Gov. John Kasich speaks at his inauguration ceremony on Jan. 12 at the Southern Theatre in Columbus.
Credit: Jon McAllister / Asst. photo editor

Letter to the editor:

In the past three decades, Ohio has lowered the state’s income tax almost year by year, promising more jobs and growth through investments. Three decades of promises have come and gone, and we’re still here with not much to show for it, except ever-increasing sales taxes and empty promises. You might like seeing a few more dollars in your paycheck, but unless you’re making the big bucks, chances are you’ll find yourself paying more in sales tax than before.

Currently, Ohio is ranked 19th overall in combined state and local sales taxes at about 7.11 percent. Kasich’s budget proposal for 2016-17 would bump the Buckeye State’s average combined tax to 7.61 percent — this means a higher combined sales tax than 36 other states in the nation.

In the past decade, Ohio has increased sales tax 0.75 percent, and is planning again to increase it .50 percent in just two years — that’s a .25 percent increase per year versus 0.75 percent in the previous 10 years. This “tax shift” has the majority of Ohioans paying more, so the richest Buckeyes can pay less.​

So why does this half a percent matter so much? With the proposed 23 percent decrease in income taxes, the $5.7 billion tax reduction needs to be made up elsewhere. By increasing sales tax, the lower- and middle-class workers will bear the most burden, spending a greater portion of their incomes. According to Policy Matters Ohio, for six out of 10 Ohioans, “the amount paid in tax could actually go up.”

As the saying goes, the rich get richer and the poor get poorer.

Not only would Ohioans see their grocery and tobacco bills go up, but Kasich plans to extend these taxes even more broadly to services that were before unaffected. The 2016-17 proposal aims to include taxes on services such as cable TV subscriptions and parking/travel services, but the taxes don’t stop there; that new car you were looking to buy might just cost a little more because of reduced tax breaks on used-car trade-ins. According to state Senate Minority Leader Joe Schiavoni, even larger businesses “would be hit with a $691 million increase in the Commercial Activities Tax and senior citizens would have to pay $318 million more.”

So what’s the reasoning behind the governor’s tax cuts? According to The Columbus Dispatch, Kasich said income-tax cuts could make wealthier Ohioans want to stay in state and make investments that could create jobs. These statements are flawed: 21 out of 25 studies on “tax shift” since 2000 have shown that state and local taxes have very little or no impact at all on a state’s economic growth, according to a policy report from the Georgia Policy & Budget Institute.

Ohio needs to stop shifting the tax burden to Ohio’s middle and lower class. Cutting income taxes means 60 percent of Ohioans paying more per year. Ohio needs to reform the tax code to modern times and come up with a budget where it doesn’t just shift around the burden. By decreasing the sales tax and finding alternative sources of revenue, we can see an increase in savings across the board, giving lower- and middle-income families the tools to save and invest in their futures.

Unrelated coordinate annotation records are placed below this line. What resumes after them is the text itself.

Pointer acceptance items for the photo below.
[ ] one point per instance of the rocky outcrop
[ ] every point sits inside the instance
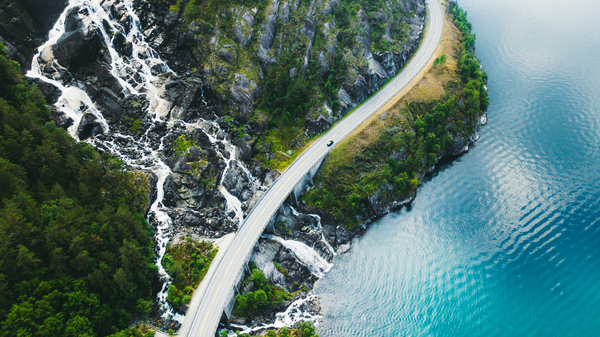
(24, 25)
(81, 42)
(267, 36)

If Kasich really wants to encourage job growth, we need a budget that provides jobs.

Andrew M. Can

Fifth-year in economics

can.10@osu.edu

One comment

  1. Very well written piece. I have to disagree with you on a few things.

    We need a tax system that promotes saving. A consumption tax based system would do this most effectively. Consumption tax also puts the citizen in control of how much they forfeit to the government (The more you spend, the more pay in taxes).

    The argument that consumption tax hurts the poor disproportionately isn’t based in fact. When you purchase necessities such as groceries, this cannot be taxed. The success of a consumption tax relies on those who consume the most.

    Consumption taxes are also much harder to evade than income taxes. People filing their taxes incorrectly cost the government revenue.

    Lastly, income taxes don’t come without a cost to consumers. Higher income taxes cost companies money. They make up for this by passing this cost along to the consumer.

    I’m glad to see I’m not the only college student that cares about the tax system, even if we disagree.